In the midst of a lawsuit challenging an administrative aspect of the 2008 STEM OPT extension regulations, the Department of Homeland Security (DHS) has just published the proposed revised STEM OPT extension regulations. Read on for the highlights of this exciting development!
Why do we have revised regulations?
The Washington Alliance of Tech Workers filed suit earlier this year against DHS challenging the 2008 STEM OPT extension regulations. On August 12, 2015, the US District Court held that DHS violated the notice and comment provisions of the Administrative Procedure Act (APA). As a result, the Court invalidated the 2008 regulations. As a result, DHS is now issuing new STEM OPT regulations so that the notice and comment provisions of the APA may be met. However, there are some key changes in the regulations from the 2008 version. Those changes are summarized below. The entire proposed regulation can be found here.
What is different about the revised regulations?
The key changes in the regulations include the following.
- The period of the STEM OPT extension will be 24 months, rather than 17 months.
- The STEM OPT student would be required to create a formal Mentoring and Training Plan in collaboration with the employer. This plan would be submitted to the student’s DSO (designated school official) before the DSO could recommend the STEM OPT extension.
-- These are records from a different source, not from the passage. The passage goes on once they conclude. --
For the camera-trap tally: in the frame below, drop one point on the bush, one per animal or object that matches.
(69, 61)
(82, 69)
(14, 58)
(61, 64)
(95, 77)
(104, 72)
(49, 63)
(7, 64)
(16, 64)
The training plan would require specific training goals and a description of how the goals would be achieved.
- Part of the Mentoring and Training Plan would include an attestation, to be signed by the employer, which affirms:
- That the employer has sufficient resources and personnel available and is prepared to provide appropriate mentoring and training in connection with the specified opportunity;
- That the employer will not lay off, terminate or furlough a US worker as a result of hiring the STEM OPT student; and
- The student’s opportunity furthers the student’s training objectives.
- The employer would also be required to provide duties, hours, and compensation commensurate with those provided to similarly employed US workers. The proposed regulations do not specify a particular source that the employer must use to determine what “commensurate” compensation would be, but the regulations state that the employer “would be able to refer to prevailing wages” provided by the Office of Foreign Labor Certification (the same source typically used for H-1B petitions).
- Students would be permitted to use a previously-obtained STEM degree (from an accredited school) for a STEM OPT extension. In this case, the extension would only be available for students who will use the STEM skills from the prior STEM degree during the extended OPT period.
The STEM OPT extension will still require the employer to participate in E-Verify.
How can I comment on these regulations?
The comment period is open until November 18, 2015. Complete instructions on how to submit comments are available in the link provided above.